The commission, chaired by Professor Albin Eser, director of the Freiburg-based Max Planck Institute, said Tuebingen University persisted in using microscopic tissue samples.

The commission said it could not establish the exact number of samples from victims of Nazism, but demanded that the samples be buried and the practice abandoned.

The use of samples taken in Nazi experiments was exposed in January by the state-owned ARD television network. The investigatory commission was established in April.

The administrators of three of West German universities mentioned by ARD said they knew of no tissue samples taken from victims of the Nazis.

The fourth school, Tuebingen, said two microscopic samples from its anatomy collection had been withdrawn. According to Chancellor Georg Sandberger, the ARD report was grossly exaggerated.

But the news media, especially Israeli reporters who pursued the ARD report, wrote later that the universities mentioned had used body parts from victims of the Nazis, including Jews, Communists, handicapped and mentally ill people and so-called criminals.

UNIVERSITY STANCE DIFFERS

Sandberger stated in many interviews that Tuebingen had conducted a thorough inquiry of its own and found that the only samples came from a young Polish woman and a young German who were decapitated by the Nazis in Stuttgart.
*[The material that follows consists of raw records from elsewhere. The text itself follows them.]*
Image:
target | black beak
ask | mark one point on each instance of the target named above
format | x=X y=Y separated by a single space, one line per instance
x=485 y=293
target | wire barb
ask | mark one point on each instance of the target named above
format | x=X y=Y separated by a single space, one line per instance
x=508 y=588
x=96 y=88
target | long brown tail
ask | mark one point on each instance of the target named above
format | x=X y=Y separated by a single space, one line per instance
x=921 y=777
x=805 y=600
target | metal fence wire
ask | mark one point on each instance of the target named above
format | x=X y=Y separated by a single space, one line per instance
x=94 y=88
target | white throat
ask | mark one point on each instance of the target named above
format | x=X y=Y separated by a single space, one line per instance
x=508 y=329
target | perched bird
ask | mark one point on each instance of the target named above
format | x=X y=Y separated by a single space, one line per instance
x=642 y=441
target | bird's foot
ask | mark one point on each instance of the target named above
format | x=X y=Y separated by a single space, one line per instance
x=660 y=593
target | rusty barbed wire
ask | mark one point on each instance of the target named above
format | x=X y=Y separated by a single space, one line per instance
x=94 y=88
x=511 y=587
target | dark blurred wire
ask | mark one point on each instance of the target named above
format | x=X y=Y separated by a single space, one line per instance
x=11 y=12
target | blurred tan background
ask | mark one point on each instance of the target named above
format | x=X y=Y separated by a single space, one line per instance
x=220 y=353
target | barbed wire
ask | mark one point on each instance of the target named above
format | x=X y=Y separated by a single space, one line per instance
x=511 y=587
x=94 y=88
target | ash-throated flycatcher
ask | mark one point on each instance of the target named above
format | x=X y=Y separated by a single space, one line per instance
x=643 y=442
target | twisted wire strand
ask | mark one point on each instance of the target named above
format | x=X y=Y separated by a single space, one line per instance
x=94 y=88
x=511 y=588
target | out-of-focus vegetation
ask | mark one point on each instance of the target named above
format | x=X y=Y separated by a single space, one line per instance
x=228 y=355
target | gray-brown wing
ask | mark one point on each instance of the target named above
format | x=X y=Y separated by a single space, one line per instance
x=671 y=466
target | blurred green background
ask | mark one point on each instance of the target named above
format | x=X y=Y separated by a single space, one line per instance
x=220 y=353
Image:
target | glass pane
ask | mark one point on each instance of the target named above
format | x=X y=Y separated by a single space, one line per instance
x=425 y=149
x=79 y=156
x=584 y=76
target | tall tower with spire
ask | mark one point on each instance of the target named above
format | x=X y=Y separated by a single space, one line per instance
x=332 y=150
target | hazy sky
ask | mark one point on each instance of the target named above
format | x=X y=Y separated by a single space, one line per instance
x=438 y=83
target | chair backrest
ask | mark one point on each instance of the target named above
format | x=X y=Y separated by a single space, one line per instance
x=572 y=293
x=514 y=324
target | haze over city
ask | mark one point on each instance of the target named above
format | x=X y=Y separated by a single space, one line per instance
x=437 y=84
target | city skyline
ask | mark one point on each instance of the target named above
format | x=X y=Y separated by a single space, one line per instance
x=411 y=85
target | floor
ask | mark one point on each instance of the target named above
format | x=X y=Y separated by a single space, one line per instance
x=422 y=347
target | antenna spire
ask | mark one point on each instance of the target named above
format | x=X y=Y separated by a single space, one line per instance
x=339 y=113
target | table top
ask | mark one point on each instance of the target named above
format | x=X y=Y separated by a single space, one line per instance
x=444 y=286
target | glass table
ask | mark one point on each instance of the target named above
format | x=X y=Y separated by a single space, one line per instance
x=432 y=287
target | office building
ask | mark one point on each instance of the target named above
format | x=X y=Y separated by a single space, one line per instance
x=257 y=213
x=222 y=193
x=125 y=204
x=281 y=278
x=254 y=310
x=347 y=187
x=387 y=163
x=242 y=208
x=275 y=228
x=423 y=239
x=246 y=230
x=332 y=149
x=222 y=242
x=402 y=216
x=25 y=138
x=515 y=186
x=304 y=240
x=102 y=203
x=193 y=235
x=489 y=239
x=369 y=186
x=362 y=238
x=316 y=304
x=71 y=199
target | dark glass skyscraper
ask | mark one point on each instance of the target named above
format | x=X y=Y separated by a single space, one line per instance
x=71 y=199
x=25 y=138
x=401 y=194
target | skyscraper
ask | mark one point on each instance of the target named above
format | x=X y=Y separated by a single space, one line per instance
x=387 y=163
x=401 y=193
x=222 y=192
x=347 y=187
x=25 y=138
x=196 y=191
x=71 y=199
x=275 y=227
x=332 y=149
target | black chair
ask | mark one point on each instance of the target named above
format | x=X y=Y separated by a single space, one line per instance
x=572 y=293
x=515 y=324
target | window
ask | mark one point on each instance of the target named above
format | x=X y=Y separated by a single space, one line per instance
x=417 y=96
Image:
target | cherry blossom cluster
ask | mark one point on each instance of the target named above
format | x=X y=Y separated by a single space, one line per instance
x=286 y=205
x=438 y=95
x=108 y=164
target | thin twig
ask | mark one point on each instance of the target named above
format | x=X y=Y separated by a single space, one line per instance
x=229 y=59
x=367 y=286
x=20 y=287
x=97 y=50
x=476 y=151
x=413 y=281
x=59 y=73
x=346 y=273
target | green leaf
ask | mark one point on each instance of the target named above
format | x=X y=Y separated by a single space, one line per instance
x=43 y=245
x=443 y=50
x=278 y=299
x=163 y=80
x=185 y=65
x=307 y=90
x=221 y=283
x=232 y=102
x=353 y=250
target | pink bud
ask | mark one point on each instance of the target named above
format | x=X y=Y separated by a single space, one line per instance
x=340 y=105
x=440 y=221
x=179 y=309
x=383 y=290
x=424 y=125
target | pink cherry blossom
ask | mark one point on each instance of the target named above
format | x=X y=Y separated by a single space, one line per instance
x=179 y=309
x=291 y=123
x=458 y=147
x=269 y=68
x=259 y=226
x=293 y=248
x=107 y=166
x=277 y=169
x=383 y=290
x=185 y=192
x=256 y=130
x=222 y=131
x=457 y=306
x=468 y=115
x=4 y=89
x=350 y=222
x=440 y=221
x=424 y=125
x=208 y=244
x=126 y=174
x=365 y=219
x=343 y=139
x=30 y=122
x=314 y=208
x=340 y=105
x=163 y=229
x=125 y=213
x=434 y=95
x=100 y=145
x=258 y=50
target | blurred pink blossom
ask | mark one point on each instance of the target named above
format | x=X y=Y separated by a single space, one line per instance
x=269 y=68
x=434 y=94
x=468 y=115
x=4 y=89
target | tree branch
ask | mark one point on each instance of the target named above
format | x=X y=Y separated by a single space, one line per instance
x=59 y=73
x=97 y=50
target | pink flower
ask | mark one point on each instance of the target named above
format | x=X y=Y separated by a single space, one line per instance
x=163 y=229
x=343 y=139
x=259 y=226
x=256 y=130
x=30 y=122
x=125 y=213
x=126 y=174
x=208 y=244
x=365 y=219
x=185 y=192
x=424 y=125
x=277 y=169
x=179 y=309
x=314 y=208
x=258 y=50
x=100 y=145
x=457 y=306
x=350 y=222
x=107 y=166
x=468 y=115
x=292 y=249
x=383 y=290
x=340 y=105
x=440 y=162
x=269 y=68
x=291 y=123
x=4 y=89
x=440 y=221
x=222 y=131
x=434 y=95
“The tissues may have been left over from the times when the Nazis delivered corpses to universities for anatomical study. In our collection now there are neither body parts nor tissues which we can trace to the Nazi time,” he said.

That statement clearly contradicted the commission’s report.

University officials are now saying there was a misunderstanding of who constituted a Nazi victim. They said members of the commission failed to differentiate between individuals executed because of their race or beliefs and those who were convicted criminals.

The Eser commission responded that it reached its conclusion on the basis of a thorough analysis and considered only Nazi victims, not criminals in the general sense.